4. Il résulte de tout ce qui précède, et sans qu'il soit besoin d'examiner les autres moyens de la requête, que M. C... est fondé à soutenir que c'est à tort que, par le jugement attaqué, le tribunal administratif de Besançon a rejeté sa demande tendant à l'annulation de la décision portant refus de renouvellement de son titre de voyage.
Sur les conclusions aux fins d'injonction :
5. Compte tenu des motifs du présent arrêt, l'annulation de la décision du 18 juin, implique nécessairement la délivrance à M. C... d'un titre de voyage pour réfugié. Il y a lieu d'enjoindre au préfet du Doubs d'y procéder dans un délai d'un mois à compter de la notification du présent arrêt sous réserve de changement de circonstances de fait et de droit. Il n'y a pas lieu d'assortir cette injonction d'une astreinte.
Sur frais d'instance :
6. M. C... a obtenu le bénéfice de l'aide juridictionnelle totale. Par suite, son avocate peut se prévaloir des dispositions combinées de l'article L. 761-1 du code de justice administrative et de l'article 37 de la loi du 10 juillet 1991. Il y a lieu, dans les circonstances de l'espèce, et sous réserve que Me A..., avocate de M. C..., renonce à percevoir la somme correspondant à la part contributive de l'Etat, de mettre à la charge de l'Etat la somme de 1 500 euros au profit de Me A..., au titre des frais exposés et non compris dans les dépens.
D E C I D E :
Article 1er : La décision du 18 juin 2018 par laquelle le préfet du Doubs a refusé à M. C... le renouvellement de son titre d'identité et de voyage est annulée.

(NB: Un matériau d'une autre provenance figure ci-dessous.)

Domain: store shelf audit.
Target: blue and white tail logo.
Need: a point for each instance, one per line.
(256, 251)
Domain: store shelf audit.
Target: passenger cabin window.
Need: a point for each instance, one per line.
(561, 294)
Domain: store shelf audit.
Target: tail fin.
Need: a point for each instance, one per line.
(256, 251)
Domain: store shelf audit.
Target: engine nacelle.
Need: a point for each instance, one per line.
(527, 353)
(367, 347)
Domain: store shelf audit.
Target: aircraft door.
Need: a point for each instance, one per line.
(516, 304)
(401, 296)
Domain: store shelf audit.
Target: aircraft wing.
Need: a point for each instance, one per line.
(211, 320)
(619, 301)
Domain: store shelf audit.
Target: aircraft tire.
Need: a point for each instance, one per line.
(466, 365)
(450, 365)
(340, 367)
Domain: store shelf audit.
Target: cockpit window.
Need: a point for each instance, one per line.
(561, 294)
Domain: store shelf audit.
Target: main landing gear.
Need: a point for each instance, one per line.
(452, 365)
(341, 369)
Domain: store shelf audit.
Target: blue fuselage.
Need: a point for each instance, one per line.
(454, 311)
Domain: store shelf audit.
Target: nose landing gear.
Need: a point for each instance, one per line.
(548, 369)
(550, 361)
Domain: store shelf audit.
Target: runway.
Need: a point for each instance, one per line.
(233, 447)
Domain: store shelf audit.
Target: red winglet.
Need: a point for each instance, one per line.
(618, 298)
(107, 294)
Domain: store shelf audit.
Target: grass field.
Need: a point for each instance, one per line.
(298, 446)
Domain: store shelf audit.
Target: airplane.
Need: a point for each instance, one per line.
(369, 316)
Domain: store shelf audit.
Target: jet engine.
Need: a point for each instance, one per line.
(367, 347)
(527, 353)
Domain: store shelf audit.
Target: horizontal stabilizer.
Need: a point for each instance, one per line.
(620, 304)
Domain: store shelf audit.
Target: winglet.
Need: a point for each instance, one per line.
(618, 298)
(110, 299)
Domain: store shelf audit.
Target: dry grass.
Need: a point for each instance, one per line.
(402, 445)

Article 2 : Il est enjoint au préfet du Doubs de délivrer à M. C... un titre de voyage pour réfugié dans un délai d'un mois à compter de la notification du présent arrêt, sous réserve de changement de circonstances de fait et de droit.
Article 3 : L'État versera à Me A... la somme de 1 500 euros au titre de l'article 37 de la loi du 10 juillet 1991, sous réserve qu'elle renonce à percevoir la contribution de l'État à la mission d'aide juridictionnelle qui lui a été confiée.
Article 4 : Le présent arrêt sera notifié à M. B... C... et au ministre de l'intérieur.
Copie en sera adressée pour information au préfet du Doubs.